Around six years ago, I had the spectacular good fortune of being introduced to Dr Tariq Idris, who was well-known at the time as a cosmetic dentist practising in London’s prestigious Harley Street. I met Tariq at a time when I’d been abandoned by the dental profession and I was in a very bad way, having been driven almost literally demented by the incessant pain I was suffering. As such, I had become extremely suspicious of and hostile to dentists, so I frankly doubted that our meeting would end well for either of us, despite the glowing recommendations I’d heard about Tariq , who had had a number of high-profile celebrities as his grateful clients over the years.
I immediately warmed to Tariq, but not just because of the supreme care he took in the course of his work. He was considerate and understanding to a fantastic degree with me, which is no small feat considering that I’ve got good reason to believe that I was quite possibly the most fearful and difficult patient he’d encountered. I was grateful beyond words to him for treating me like a human being, but we stayed in touch from the very first, not just because I was his patient, but because he was such a warm, likeable, amusing, considerate and well-informed man.
I am deliberately making this account brief, because I intend to write about Tariq at far greater length another time. For now, I was fascinated to learn that he applied the principles of the Golden Ratio and the Fibonacci Sequence to his cosmetic dentistry, so there were many times when Tariq and myself talked long into the night about these matters. We discussed other things as well, such as our shared love of Pink Floyd and black dogs, but I cannot hope to do justice to the full breadth of Tariq’s learning and interests here, nor will I try.
I’m 57 years old and for as far back as I can remember, I’ve had an extremely robust sense of humour, something that’s occasionally got me into deep trouble, but Tariq was responsible for playing the funniest practical joke on me that anyone has ever managed, which is an astonishing achievement and the memory of it still makes me explode with laughter and grin like an idiot. I could continue for hours yet and one day I will, but for now, I’ll simply say that for all his many wonderful qualities, not least his warmth and kindness, I loved Tariq like a brother.
I last spoke with him just a few weeks ago and as ever, he was brimming over with curiosity and happiness as he enthused about life in general and about a forthcoming project in particular. He was planning to leave the country for a little while, so I imagined that I’d be hearing from him shortly after his return, but instead, I was appalled to receive a phone call from a mutual friend last Monday to tell me that Tariq was critically ill in intensive care in a hospital in the north of England; on Wednesday, his life support was turned off and on the Thursday, the following day, Tariq was buried in keeping with the tenets of his devoutly-held Muslim faith.

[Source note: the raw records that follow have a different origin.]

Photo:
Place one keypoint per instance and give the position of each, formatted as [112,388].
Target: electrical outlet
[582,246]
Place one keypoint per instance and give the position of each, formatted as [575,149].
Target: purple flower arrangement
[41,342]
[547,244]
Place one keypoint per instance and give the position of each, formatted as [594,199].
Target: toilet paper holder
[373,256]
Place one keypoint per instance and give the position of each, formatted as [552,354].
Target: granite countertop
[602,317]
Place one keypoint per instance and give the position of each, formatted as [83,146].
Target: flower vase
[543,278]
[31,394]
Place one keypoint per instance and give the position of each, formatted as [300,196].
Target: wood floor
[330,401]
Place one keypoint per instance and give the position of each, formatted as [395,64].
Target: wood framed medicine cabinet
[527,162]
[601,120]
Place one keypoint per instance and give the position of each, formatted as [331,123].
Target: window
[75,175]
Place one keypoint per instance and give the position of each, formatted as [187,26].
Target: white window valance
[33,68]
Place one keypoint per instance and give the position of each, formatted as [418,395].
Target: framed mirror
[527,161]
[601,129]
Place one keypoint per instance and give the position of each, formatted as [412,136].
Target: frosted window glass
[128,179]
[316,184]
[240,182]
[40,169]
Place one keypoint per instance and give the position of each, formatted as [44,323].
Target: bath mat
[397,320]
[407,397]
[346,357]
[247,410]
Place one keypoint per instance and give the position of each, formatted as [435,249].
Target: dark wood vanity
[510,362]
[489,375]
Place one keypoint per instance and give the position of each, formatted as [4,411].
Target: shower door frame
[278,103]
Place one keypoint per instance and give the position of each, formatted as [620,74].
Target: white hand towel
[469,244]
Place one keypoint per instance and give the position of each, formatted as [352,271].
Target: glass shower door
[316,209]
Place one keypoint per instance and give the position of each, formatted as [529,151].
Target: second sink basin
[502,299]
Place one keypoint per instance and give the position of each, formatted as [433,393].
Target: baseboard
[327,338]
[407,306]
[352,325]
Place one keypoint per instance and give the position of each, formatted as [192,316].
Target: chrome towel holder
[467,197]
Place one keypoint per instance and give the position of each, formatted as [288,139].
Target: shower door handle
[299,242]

At my age, I’ve known what I suspect is at least my share of tragedies and bereavements, but Tariq’s loss is absolutely brutal, not just to me, but to his young family and to all his many other friends, as well as to all those who profited from his professional skills. For most of the time, I think of this man that I loved like a brother and I smile, because of the countless reasons I have to be happy that I knew him, but every now and again, my eyes well up, the hot tears flow unchecked and I simply cannot bloody well believe that he’s gone, so I find myself cursing a malignant fate that stole him from us at such a young age.
This isn’t what Tariq would want, so I’ve applied myself to trying to write the briefest of eulogies that will do his memory some remote semblance of justice and hopefully please anyone else who knew him, who happens to pass by this site.
“Atque in perpetuum, frater, ave atque vale”.
“And forever, Brother, hail and farewell”.